Tanjung (Suara NTB) – Pemerintah Daerah (Pemda) KabupatenLombok Utara (KLU) berupaya optimal untuk mencegah munculnya kasus nikah dini. Pendekatan yang dilakukan adalah menyusun Standar Operasional Prosedur (SOP) yang nantinya menjadi pedoman bersama dalam penanganan kasus.
Wakil Bupati Lombok Utara, Kusmalahadi Syamsuri, ST., MT., di sela-sela Workshop dan diseminasi SOP pencegahan nikah dini di Hotel Medana Bay Marina, Jumat 27 Maret 2026 mendorong semua pihak untuk bergerak bersama dalam menekan angka kasus nikah dini yang melibatkan anak. Ia memandang, penyusunan SOP pencegahan nikah dini, dapat menjembatani tugas-tugas para pihak yang terlibat.
“Pemerintah daerah tak lagi sekadar mengampanyekan pencegahan, tetapi fokus membangun sistem kerja yang sistematis. SOP ini bisa dijalankan hingga tingkat desa,” ungkap Kusmalahadi.

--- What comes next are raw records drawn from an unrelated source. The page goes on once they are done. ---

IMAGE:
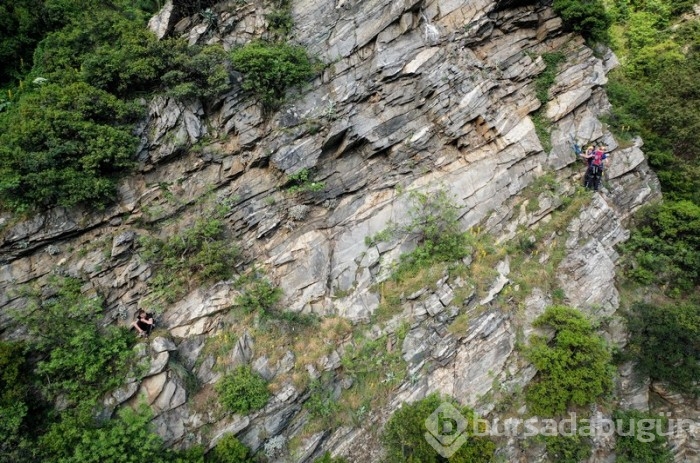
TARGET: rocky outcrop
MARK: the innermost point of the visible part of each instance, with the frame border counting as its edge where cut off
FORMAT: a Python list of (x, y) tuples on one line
[(418, 95)]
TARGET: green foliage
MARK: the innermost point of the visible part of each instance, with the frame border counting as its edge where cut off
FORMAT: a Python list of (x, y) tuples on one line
[(588, 17), (545, 80), (127, 439), (260, 296), (271, 68), (302, 182), (242, 391), (200, 254), (229, 450), (82, 359), (404, 439), (573, 368), (67, 141), (435, 220), (643, 445), (327, 458), (14, 397), (322, 403), (64, 144), (280, 22), (666, 341), (664, 248), (568, 449), (543, 128)]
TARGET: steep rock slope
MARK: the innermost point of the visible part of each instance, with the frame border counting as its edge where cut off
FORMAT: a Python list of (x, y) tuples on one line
[(418, 96)]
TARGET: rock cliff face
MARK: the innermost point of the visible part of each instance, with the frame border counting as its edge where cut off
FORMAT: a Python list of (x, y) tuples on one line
[(419, 95)]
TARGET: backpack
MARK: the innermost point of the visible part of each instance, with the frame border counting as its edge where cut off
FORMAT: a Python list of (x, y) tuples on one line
[(598, 158)]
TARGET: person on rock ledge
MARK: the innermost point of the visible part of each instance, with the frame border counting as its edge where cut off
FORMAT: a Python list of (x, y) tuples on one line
[(144, 323), (597, 160)]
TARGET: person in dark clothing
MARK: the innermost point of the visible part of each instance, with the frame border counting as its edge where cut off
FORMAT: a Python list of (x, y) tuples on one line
[(144, 323), (596, 163)]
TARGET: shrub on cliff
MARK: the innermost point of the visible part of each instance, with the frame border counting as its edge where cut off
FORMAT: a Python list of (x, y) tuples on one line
[(587, 17), (65, 144), (242, 391), (666, 340), (404, 435), (270, 69), (573, 368)]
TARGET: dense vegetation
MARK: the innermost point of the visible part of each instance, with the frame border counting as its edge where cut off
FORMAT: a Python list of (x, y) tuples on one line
[(638, 442), (270, 68), (404, 435), (72, 87), (242, 391), (587, 17), (200, 254), (665, 338), (51, 387), (655, 95), (572, 369)]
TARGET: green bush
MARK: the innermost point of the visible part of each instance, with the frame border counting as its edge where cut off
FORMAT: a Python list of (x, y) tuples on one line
[(260, 296), (270, 69), (573, 368), (567, 449), (65, 144), (587, 17), (327, 458), (666, 341), (242, 391), (664, 248), (81, 359), (126, 438), (201, 254), (229, 450), (435, 220), (642, 445), (67, 141), (404, 436), (14, 398)]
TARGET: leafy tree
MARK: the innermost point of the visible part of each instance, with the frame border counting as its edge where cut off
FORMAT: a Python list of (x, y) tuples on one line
[(201, 254), (270, 69), (230, 450), (642, 445), (127, 438), (242, 391), (568, 449), (64, 145), (573, 368), (588, 17), (665, 247), (15, 400), (666, 341), (404, 439), (81, 360)]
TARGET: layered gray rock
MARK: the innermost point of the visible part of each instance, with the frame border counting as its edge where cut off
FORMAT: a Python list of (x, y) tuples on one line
[(419, 96)]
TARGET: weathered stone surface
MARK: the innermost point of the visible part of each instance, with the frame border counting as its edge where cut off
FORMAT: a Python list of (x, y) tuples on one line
[(158, 363), (161, 344), (243, 351), (162, 22), (421, 96), (122, 242), (126, 392), (152, 386), (171, 396), (192, 315)]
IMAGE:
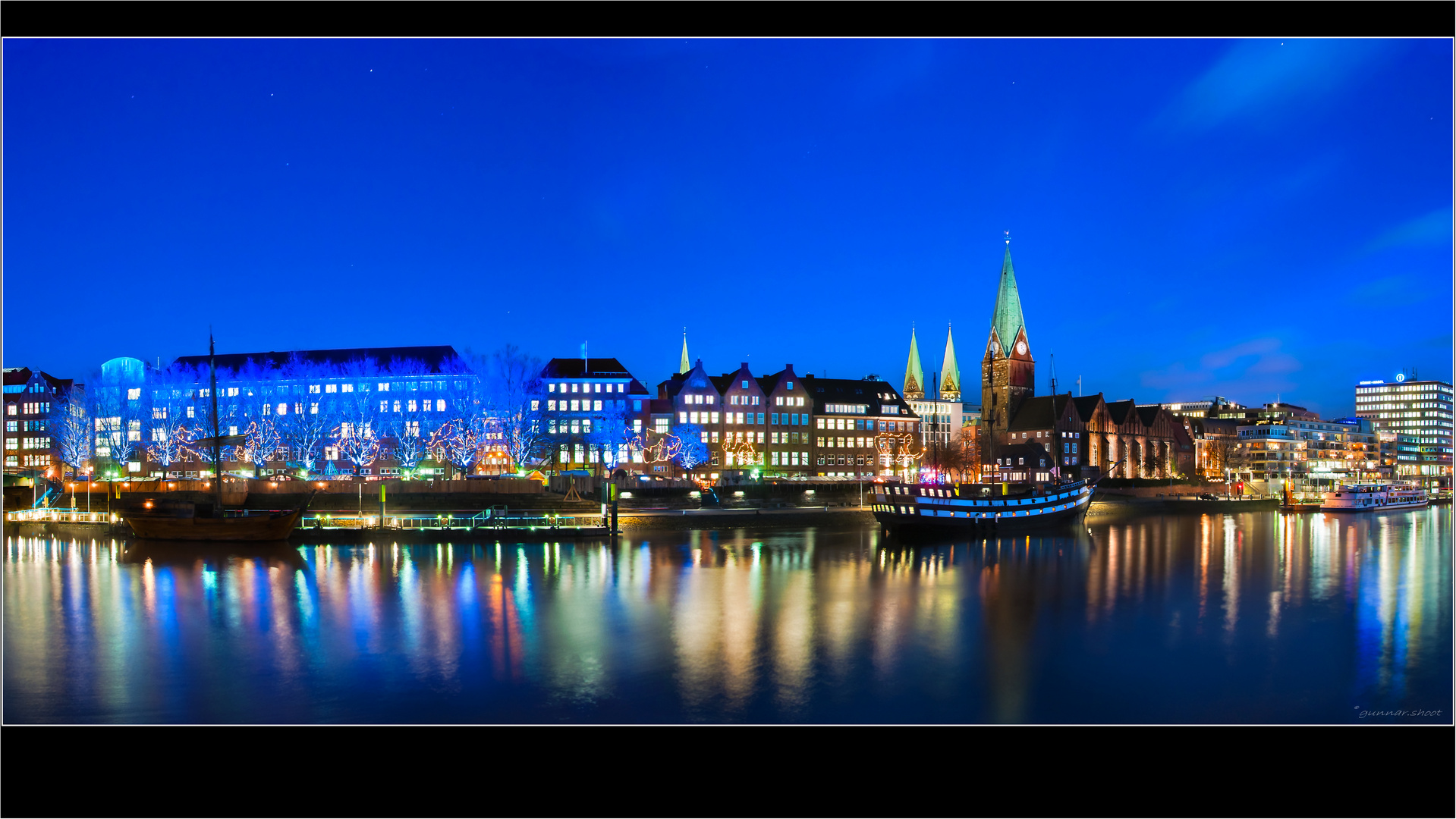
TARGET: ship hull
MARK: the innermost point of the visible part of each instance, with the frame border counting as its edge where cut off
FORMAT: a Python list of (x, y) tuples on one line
[(912, 511), (251, 529)]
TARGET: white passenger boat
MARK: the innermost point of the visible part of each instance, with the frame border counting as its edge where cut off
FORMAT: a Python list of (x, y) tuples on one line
[(1373, 497)]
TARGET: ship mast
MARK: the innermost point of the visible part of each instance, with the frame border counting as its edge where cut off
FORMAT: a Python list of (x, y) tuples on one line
[(217, 445)]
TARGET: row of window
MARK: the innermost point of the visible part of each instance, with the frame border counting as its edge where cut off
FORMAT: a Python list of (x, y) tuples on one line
[(841, 443), (25, 425), (39, 460), (580, 388), (580, 405)]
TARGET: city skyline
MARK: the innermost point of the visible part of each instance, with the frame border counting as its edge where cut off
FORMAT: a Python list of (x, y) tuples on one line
[(788, 201)]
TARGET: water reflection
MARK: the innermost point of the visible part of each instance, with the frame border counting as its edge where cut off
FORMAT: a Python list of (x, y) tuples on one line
[(1257, 617)]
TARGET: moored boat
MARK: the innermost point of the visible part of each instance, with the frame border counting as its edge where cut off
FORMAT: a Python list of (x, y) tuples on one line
[(971, 508), (193, 521), (1373, 497)]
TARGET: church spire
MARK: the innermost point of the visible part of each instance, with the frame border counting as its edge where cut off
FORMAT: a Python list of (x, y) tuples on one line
[(950, 373), (915, 375), (1006, 320)]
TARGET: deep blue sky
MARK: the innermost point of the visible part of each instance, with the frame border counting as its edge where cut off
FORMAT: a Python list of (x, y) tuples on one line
[(1188, 217)]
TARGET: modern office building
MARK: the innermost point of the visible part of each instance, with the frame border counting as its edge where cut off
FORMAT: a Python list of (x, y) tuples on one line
[(1311, 456), (1420, 410)]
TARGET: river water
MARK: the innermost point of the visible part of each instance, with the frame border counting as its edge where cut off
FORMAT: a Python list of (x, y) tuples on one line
[(1257, 617)]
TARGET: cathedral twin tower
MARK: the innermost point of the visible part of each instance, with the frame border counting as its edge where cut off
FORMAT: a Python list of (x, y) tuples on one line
[(1008, 372)]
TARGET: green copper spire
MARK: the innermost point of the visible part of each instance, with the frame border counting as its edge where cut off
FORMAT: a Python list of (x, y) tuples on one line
[(950, 373), (915, 377), (1006, 320)]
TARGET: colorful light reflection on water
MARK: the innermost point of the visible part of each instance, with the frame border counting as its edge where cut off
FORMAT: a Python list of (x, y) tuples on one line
[(1245, 619)]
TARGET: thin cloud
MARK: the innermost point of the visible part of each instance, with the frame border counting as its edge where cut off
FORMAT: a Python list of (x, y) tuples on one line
[(1245, 372), (1432, 229), (1267, 77)]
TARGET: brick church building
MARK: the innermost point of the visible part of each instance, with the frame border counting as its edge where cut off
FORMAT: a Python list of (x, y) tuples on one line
[(1028, 438)]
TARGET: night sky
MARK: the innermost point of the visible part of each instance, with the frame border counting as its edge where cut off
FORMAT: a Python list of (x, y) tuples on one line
[(1188, 217)]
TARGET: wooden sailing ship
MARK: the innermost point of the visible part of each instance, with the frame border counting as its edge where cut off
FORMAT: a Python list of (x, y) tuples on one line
[(209, 521)]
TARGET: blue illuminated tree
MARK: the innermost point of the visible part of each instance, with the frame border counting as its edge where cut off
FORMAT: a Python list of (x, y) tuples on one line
[(411, 438), (359, 431), (169, 429), (71, 425), (695, 450), (115, 397)]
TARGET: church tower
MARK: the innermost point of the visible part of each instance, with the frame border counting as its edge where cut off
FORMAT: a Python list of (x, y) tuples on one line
[(950, 373), (1008, 372), (915, 377)]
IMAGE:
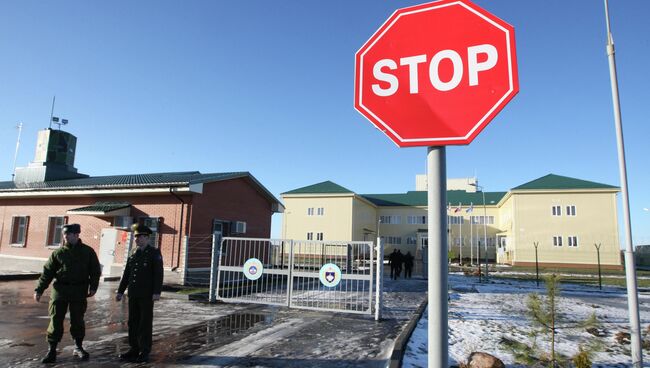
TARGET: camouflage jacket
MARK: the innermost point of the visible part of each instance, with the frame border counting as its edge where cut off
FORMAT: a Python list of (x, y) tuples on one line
[(74, 268), (143, 273)]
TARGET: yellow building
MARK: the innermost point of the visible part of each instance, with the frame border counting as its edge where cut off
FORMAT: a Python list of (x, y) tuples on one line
[(563, 218)]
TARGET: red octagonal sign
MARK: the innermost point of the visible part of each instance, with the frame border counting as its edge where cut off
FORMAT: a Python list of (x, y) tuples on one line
[(435, 74)]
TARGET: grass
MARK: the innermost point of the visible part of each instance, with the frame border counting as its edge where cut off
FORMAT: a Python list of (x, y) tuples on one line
[(569, 275), (193, 291)]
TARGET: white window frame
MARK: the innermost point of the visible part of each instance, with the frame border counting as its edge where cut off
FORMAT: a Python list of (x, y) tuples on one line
[(416, 220), (556, 210), (390, 219), (573, 241), (54, 230), (20, 239), (571, 210)]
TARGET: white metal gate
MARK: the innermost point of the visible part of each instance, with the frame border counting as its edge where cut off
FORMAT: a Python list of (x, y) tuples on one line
[(319, 275)]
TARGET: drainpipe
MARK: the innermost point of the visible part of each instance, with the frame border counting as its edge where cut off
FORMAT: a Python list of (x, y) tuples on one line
[(180, 230)]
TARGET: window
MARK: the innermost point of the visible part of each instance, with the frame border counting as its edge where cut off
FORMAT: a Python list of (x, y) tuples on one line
[(556, 210), (152, 223), (19, 230), (571, 210), (54, 230), (416, 220), (573, 241), (393, 240), (392, 219), (481, 220), (456, 220)]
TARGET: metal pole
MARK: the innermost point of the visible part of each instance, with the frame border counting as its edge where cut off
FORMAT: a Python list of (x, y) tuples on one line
[(214, 266), (485, 233), (380, 275), (52, 112), (438, 268), (536, 264), (20, 129), (630, 268), (600, 280), (471, 237)]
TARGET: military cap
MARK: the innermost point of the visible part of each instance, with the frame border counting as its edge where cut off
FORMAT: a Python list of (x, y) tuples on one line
[(139, 229), (72, 228)]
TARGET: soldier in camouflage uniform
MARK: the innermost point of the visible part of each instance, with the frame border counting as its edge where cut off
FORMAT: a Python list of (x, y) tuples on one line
[(75, 269), (143, 275)]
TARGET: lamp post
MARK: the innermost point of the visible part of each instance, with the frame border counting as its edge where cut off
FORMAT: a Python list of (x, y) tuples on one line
[(480, 188), (630, 268), (20, 129)]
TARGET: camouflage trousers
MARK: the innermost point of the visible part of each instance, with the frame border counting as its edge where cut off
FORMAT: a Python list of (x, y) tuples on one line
[(58, 309)]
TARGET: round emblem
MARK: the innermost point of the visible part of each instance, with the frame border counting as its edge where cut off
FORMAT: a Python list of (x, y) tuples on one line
[(253, 269), (330, 275)]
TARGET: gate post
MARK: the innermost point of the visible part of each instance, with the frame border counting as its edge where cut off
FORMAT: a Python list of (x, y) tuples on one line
[(185, 252), (379, 279), (214, 265)]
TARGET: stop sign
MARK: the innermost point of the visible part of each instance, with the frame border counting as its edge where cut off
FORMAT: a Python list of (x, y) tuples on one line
[(435, 74)]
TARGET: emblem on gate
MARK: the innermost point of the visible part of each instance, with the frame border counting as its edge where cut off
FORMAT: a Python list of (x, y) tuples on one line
[(330, 275), (253, 269)]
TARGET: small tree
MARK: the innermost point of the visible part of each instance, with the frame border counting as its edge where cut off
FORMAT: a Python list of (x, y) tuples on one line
[(545, 314)]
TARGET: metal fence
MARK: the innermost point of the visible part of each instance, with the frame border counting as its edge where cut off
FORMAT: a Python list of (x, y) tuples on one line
[(319, 275)]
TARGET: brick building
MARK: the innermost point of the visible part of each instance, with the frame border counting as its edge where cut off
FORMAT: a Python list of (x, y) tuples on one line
[(178, 206)]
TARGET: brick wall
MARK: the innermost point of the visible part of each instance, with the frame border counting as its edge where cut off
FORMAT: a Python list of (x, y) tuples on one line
[(165, 206), (228, 200)]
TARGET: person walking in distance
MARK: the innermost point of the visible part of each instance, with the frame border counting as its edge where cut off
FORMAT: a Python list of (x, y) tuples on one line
[(143, 276), (408, 265), (393, 261), (75, 269)]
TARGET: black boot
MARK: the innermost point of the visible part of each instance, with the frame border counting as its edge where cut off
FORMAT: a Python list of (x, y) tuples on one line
[(143, 357), (79, 351), (51, 354), (130, 355)]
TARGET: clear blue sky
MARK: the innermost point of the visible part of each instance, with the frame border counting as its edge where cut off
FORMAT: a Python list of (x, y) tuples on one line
[(267, 87)]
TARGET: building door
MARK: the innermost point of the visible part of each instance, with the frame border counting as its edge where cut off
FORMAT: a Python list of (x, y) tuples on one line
[(107, 243)]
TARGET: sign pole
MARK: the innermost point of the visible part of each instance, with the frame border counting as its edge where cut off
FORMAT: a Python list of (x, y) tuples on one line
[(437, 284), (630, 268)]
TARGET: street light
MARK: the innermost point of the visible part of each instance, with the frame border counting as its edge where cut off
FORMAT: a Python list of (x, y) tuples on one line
[(480, 188)]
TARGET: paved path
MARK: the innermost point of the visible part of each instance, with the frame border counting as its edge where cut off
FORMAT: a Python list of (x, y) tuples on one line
[(190, 333)]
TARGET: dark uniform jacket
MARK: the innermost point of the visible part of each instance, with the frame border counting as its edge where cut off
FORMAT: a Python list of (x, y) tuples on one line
[(75, 269), (143, 274)]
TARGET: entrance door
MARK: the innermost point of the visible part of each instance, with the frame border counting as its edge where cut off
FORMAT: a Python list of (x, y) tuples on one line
[(106, 254)]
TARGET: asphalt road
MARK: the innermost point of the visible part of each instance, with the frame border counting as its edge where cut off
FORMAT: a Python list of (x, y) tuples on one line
[(190, 333)]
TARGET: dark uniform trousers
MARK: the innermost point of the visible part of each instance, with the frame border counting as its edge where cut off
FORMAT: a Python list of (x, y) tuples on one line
[(143, 276), (140, 323)]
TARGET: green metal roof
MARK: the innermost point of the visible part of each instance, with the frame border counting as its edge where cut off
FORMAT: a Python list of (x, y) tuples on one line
[(419, 198), (104, 207), (168, 179), (326, 187), (123, 181), (552, 181)]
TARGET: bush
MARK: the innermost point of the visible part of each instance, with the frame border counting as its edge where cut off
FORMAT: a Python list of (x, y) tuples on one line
[(581, 359)]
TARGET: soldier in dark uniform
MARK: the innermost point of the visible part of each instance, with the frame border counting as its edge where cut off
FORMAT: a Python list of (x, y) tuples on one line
[(143, 275), (75, 269)]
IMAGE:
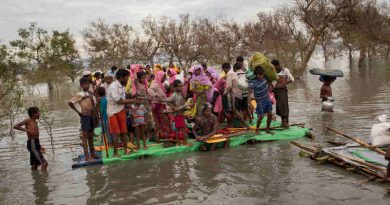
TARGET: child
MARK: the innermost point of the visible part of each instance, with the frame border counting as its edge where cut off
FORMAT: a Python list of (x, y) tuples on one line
[(87, 103), (138, 111), (263, 104), (33, 145), (206, 125), (103, 113), (326, 93), (176, 101), (129, 122)]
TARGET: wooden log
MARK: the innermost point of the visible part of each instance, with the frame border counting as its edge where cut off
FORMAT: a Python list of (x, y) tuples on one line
[(312, 150), (364, 163), (361, 142), (336, 143)]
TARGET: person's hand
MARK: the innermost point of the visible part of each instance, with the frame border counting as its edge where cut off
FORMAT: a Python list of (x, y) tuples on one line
[(43, 150)]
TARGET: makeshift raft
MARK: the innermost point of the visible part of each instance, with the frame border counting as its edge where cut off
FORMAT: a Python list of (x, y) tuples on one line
[(155, 150), (359, 157)]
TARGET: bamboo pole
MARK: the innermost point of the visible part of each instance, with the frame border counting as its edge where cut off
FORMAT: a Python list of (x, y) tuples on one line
[(361, 142), (363, 163), (312, 150)]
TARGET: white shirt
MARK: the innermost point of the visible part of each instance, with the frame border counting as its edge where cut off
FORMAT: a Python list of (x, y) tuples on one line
[(232, 82), (286, 72), (115, 93)]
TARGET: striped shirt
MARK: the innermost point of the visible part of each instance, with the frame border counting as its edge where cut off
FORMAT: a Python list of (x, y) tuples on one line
[(260, 88)]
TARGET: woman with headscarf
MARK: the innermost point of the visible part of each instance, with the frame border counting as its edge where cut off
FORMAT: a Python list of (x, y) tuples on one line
[(213, 74), (157, 92), (219, 89), (201, 85)]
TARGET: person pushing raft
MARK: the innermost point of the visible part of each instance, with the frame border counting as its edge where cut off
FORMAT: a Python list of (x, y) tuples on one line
[(34, 147), (327, 77)]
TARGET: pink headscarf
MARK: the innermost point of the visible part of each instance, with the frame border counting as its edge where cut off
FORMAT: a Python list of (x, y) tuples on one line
[(134, 69), (214, 73), (157, 79), (174, 73), (203, 80)]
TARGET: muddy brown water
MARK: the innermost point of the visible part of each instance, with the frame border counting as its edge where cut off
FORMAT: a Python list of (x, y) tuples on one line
[(268, 173)]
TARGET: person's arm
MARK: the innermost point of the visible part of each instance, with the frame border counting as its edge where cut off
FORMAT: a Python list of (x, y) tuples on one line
[(215, 129), (290, 77), (194, 128), (19, 125), (250, 91), (324, 92)]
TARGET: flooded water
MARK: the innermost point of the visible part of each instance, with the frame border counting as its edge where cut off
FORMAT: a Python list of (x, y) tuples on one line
[(268, 173)]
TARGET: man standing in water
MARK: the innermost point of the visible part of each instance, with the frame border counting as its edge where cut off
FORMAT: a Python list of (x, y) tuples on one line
[(326, 93), (116, 100), (281, 92)]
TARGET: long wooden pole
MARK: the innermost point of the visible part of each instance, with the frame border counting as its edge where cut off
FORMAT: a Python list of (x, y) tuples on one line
[(361, 142), (104, 135), (312, 150)]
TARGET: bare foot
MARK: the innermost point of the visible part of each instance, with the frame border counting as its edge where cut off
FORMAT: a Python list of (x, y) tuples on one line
[(95, 156), (269, 132), (44, 166), (117, 155), (88, 159), (126, 152)]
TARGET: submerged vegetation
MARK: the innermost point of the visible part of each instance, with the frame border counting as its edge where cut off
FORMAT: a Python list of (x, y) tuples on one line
[(292, 33)]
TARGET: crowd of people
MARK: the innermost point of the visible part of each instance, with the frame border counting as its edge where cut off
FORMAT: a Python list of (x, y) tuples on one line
[(160, 103)]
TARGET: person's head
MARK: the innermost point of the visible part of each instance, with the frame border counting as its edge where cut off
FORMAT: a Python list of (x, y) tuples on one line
[(177, 85), (87, 74), (329, 79), (101, 91), (204, 66), (240, 59), (276, 64), (108, 78), (33, 112), (206, 111), (198, 70), (85, 82), (97, 75), (226, 67), (141, 76), (122, 76), (236, 67), (171, 72), (259, 72)]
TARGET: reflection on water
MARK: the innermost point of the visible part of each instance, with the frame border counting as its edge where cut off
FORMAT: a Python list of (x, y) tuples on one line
[(249, 174)]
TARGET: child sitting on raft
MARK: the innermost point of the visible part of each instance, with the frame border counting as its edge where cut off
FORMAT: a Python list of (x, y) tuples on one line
[(206, 125), (33, 145), (263, 104), (326, 93)]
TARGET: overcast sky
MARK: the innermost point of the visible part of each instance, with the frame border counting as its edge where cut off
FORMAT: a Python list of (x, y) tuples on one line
[(75, 14)]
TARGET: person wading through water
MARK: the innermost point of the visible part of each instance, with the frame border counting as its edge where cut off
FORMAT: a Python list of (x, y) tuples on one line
[(281, 92)]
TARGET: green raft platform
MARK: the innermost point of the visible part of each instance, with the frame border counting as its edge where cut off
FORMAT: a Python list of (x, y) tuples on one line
[(156, 150)]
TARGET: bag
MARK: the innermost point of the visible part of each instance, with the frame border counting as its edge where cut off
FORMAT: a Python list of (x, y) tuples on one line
[(250, 75), (380, 133), (259, 59), (242, 82), (387, 155), (95, 114), (272, 98)]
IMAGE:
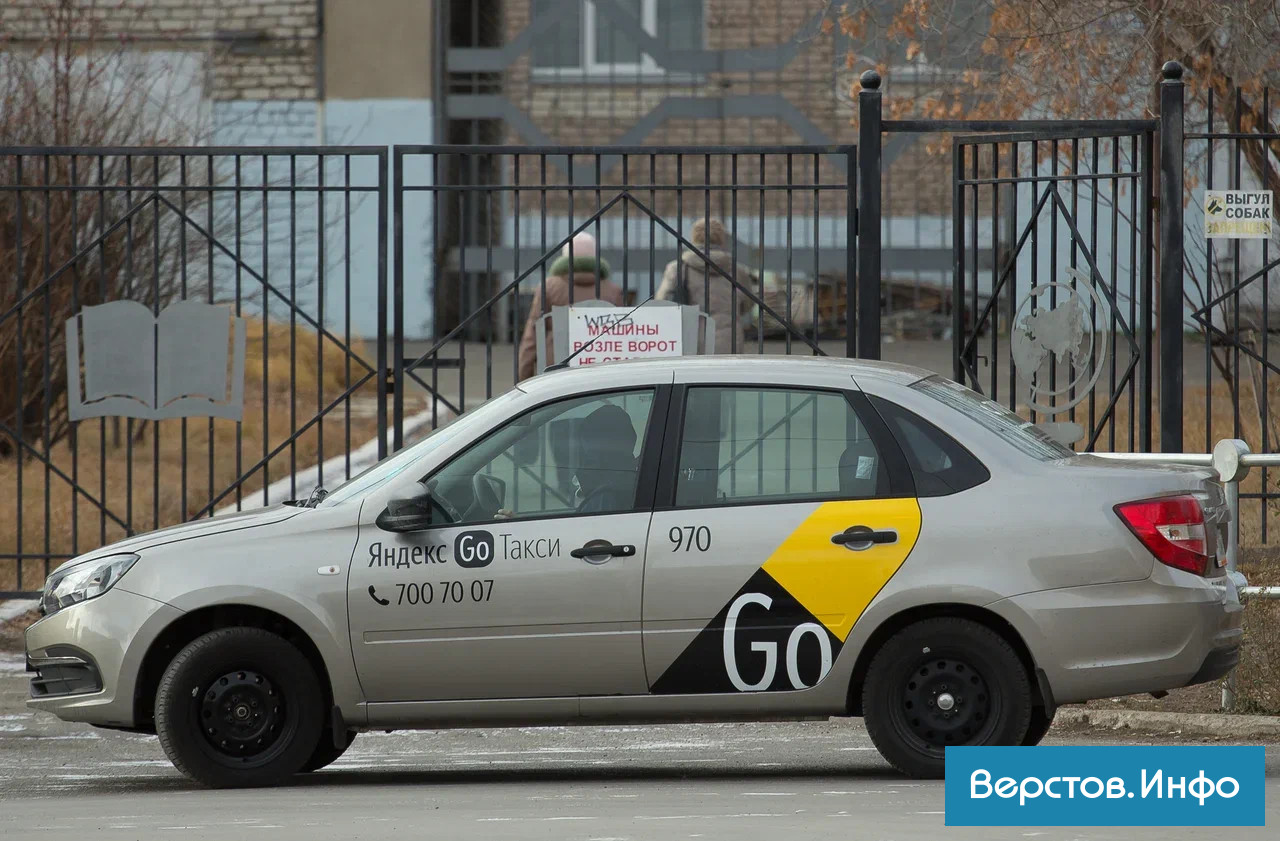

Untuk diketahui, penyusunan SOP pencegahan nikah anak melibatkan PLAN Internasional bekerj asama dengan Dinas Sosial, Perlindungan Perempuan dan Anak (Dinsos PPPA) KLU.
Momentum ini menekankan penyesuaian pendekatan, dari reaktif menjadi sistematis. “Persoalan perkawinan anak tidak bisa ditangani parsial. Dampaknya, bukan hanya pada pendidikan, tetapi juga kesehatan, ekonomi, hingga siklus kemiskinan,” tambah Wabup.
Wabup melanjutkan, persoalan nikah dini menyangkut masa depan generasi. Karena itu, penanganannya harus jelas, terukur, dan melibatkan semua pihak.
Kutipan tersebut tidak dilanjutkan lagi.